Fiachna had to do as she demanded, and, although it was with a heavy heart, he set out in three days' time for Lochlann, and he brought with him ten battalions.
He sent messengers before him to Big Eolgarg warning him of his coming, of his intention, and of the number of troops he was bringing; and when he landed Eolgarg met him with an equal force, and they fought together.
In the first battle three hundred of the men of Lochlann were killed, but in the next battle Eolgarg Mor did not fight fair, for he let some venomous sheep out of a tent, and these attacked the men of Ulster and killed nine hundred of them.
So vast was the slaughter made by these sheep and so great the terror they caused, that no one could stand before them, but by great good luck there was a wood at hand, and the men of Ulster, warriors and princes and charioteers, were forced to climb up the trees, and they roosted among the branches like great birds, while the venomous sheep ranged below bleating terribly and tearing up the ground.
Fiachna Fim was also sitting in a tree, very high up, and he was disconsolate.
"We are disgraced," said he.
"It is very lucky," said the man in the branch below, "that a sheep cannot climb a tree."
"We are disgraced for ever," said the King of Ulster.
"If those sheep learn how to climb, we are undone surely," said the man below.
"I will go down and fight the sheep," said Fiachna. But the others would not let the king go.
"It is not right," they said, "that you should fight sheep."
"Some one must fight them," said Fiachna Finn, "but no more of my men shall die until I fight myself; for if I am fated to die, I will die and I cannot escape it, and if it is the sheep's fate to die, then die they will; for there is no man can avoid destiny, and there is no sheep can dodge it either."

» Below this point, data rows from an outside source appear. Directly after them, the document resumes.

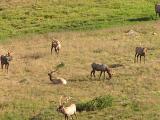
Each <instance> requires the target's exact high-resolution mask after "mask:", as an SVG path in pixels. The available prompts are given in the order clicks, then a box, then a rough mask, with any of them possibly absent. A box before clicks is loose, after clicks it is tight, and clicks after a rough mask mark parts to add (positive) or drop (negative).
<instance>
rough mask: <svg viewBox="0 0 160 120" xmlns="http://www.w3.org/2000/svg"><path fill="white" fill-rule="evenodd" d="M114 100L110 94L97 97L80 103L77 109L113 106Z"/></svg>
mask: <svg viewBox="0 0 160 120" xmlns="http://www.w3.org/2000/svg"><path fill="white" fill-rule="evenodd" d="M112 102H113V98H112V96H110V95H106V96H100V97H96V98H95V99H93V100H91V101H88V102H83V103H78V104H77V111H78V112H81V111H95V110H101V109H104V108H106V107H112Z"/></svg>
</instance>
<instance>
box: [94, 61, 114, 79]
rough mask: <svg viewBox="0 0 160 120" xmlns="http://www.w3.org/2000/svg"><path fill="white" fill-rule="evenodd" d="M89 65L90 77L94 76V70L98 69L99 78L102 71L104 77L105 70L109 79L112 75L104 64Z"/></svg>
mask: <svg viewBox="0 0 160 120" xmlns="http://www.w3.org/2000/svg"><path fill="white" fill-rule="evenodd" d="M91 67H92V71H91V78H92V75H93V76H94V77H95V72H96V71H100V76H99V79H100V77H101V75H102V73H104V77H105V72H107V73H108V75H109V79H111V77H112V74H111V69H110V68H109V67H108V66H107V65H106V64H97V63H92V64H91Z"/></svg>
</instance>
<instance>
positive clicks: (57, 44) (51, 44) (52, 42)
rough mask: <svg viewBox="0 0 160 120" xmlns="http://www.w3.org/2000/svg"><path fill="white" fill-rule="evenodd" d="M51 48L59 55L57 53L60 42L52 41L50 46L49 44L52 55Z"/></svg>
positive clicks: (59, 46) (59, 41)
mask: <svg viewBox="0 0 160 120" xmlns="http://www.w3.org/2000/svg"><path fill="white" fill-rule="evenodd" d="M53 48H54V50H55V52H56V53H57V54H59V51H60V49H61V43H60V41H58V40H53V41H52V44H51V54H52V50H53Z"/></svg>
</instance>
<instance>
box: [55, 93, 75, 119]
mask: <svg viewBox="0 0 160 120" xmlns="http://www.w3.org/2000/svg"><path fill="white" fill-rule="evenodd" d="M62 98H63V97H62V96H61V97H60V101H59V106H58V108H57V111H58V112H60V113H62V114H63V115H64V117H65V120H69V117H71V118H72V119H73V115H75V117H76V118H77V115H76V104H74V103H72V104H70V105H69V106H67V107H65V106H64V105H65V104H66V103H67V102H68V101H69V100H70V99H71V97H66V98H65V99H66V101H64V102H62Z"/></svg>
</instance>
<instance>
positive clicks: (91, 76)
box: [91, 70, 93, 78]
mask: <svg viewBox="0 0 160 120" xmlns="http://www.w3.org/2000/svg"><path fill="white" fill-rule="evenodd" d="M92 74H93V70H92V71H91V78H92Z"/></svg>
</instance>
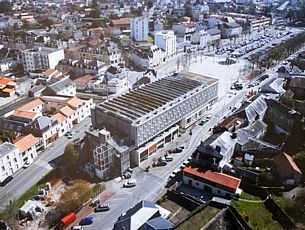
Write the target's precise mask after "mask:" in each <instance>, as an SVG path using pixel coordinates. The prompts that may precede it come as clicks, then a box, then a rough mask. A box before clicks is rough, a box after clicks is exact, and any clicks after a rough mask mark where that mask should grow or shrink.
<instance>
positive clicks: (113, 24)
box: [110, 18, 131, 30]
mask: <svg viewBox="0 0 305 230" xmlns="http://www.w3.org/2000/svg"><path fill="white" fill-rule="evenodd" d="M130 22H131V19H130V18H120V19H115V20H111V22H110V26H112V27H118V28H120V30H130Z"/></svg>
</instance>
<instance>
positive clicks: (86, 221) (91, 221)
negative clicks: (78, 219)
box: [79, 217, 93, 225]
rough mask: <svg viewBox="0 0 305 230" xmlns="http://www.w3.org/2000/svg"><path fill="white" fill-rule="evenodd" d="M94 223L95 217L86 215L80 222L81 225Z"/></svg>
mask: <svg viewBox="0 0 305 230" xmlns="http://www.w3.org/2000/svg"><path fill="white" fill-rule="evenodd" d="M92 223H93V217H86V218H83V219H81V221H80V222H79V225H90V224H92Z"/></svg>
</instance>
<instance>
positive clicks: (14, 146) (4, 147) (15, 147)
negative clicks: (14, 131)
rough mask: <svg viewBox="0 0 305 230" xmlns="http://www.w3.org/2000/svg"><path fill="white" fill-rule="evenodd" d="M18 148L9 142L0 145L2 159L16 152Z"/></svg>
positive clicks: (0, 151) (1, 156) (0, 153)
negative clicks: (14, 150)
mask: <svg viewBox="0 0 305 230" xmlns="http://www.w3.org/2000/svg"><path fill="white" fill-rule="evenodd" d="M16 148H17V147H16V146H15V145H13V144H11V143H9V142H4V143H3V144H1V145H0V158H3V157H4V156H6V155H7V154H8V153H10V152H12V151H14V150H15V149H16Z"/></svg>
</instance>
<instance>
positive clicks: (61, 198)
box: [56, 182, 93, 216]
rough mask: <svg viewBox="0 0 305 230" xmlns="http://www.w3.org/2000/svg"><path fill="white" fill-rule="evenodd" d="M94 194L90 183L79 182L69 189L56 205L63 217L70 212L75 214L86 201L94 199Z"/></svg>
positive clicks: (61, 195) (69, 188)
mask: <svg viewBox="0 0 305 230" xmlns="http://www.w3.org/2000/svg"><path fill="white" fill-rule="evenodd" d="M92 195H93V192H92V189H91V188H90V186H89V184H88V183H84V182H77V183H76V184H74V185H73V186H72V187H71V188H69V189H67V190H66V191H65V192H64V193H63V194H62V195H61V196H60V199H59V203H58V204H57V205H56V207H57V209H58V210H59V211H60V212H61V214H62V216H64V215H67V214H68V213H70V212H75V211H76V210H77V209H79V208H80V207H81V206H82V205H83V204H84V203H85V202H86V201H88V200H89V199H90V197H92Z"/></svg>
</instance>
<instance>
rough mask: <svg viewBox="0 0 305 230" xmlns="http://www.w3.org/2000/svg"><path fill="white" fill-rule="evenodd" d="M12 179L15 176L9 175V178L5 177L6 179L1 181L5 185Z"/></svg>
mask: <svg viewBox="0 0 305 230" xmlns="http://www.w3.org/2000/svg"><path fill="white" fill-rule="evenodd" d="M12 180H13V177H12V176H8V177H7V178H5V179H4V181H2V182H1V183H0V186H5V185H6V184H8V183H9V182H10V181H12Z"/></svg>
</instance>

"Praise be to god!" said the warrior that was higher up.
"Amen!" said the man who was higher than he, and the rest of the warriors wished good luck to the king.
He started then to climb down the tree with a heavy heart, but while he hung from the last branch and was about to let go, he noticed a tall warrior walking towards him. The king pulled himself up on the branch again and sat dangle-legged on it to see what the warrior would do.
The stranger was a very tall man, dressed in a green cloak with a silver brooch at the shoulder. He had a golden band about his hair and golden sandals on his feet, and he was laughing heartily at the plight of the men of Ireland.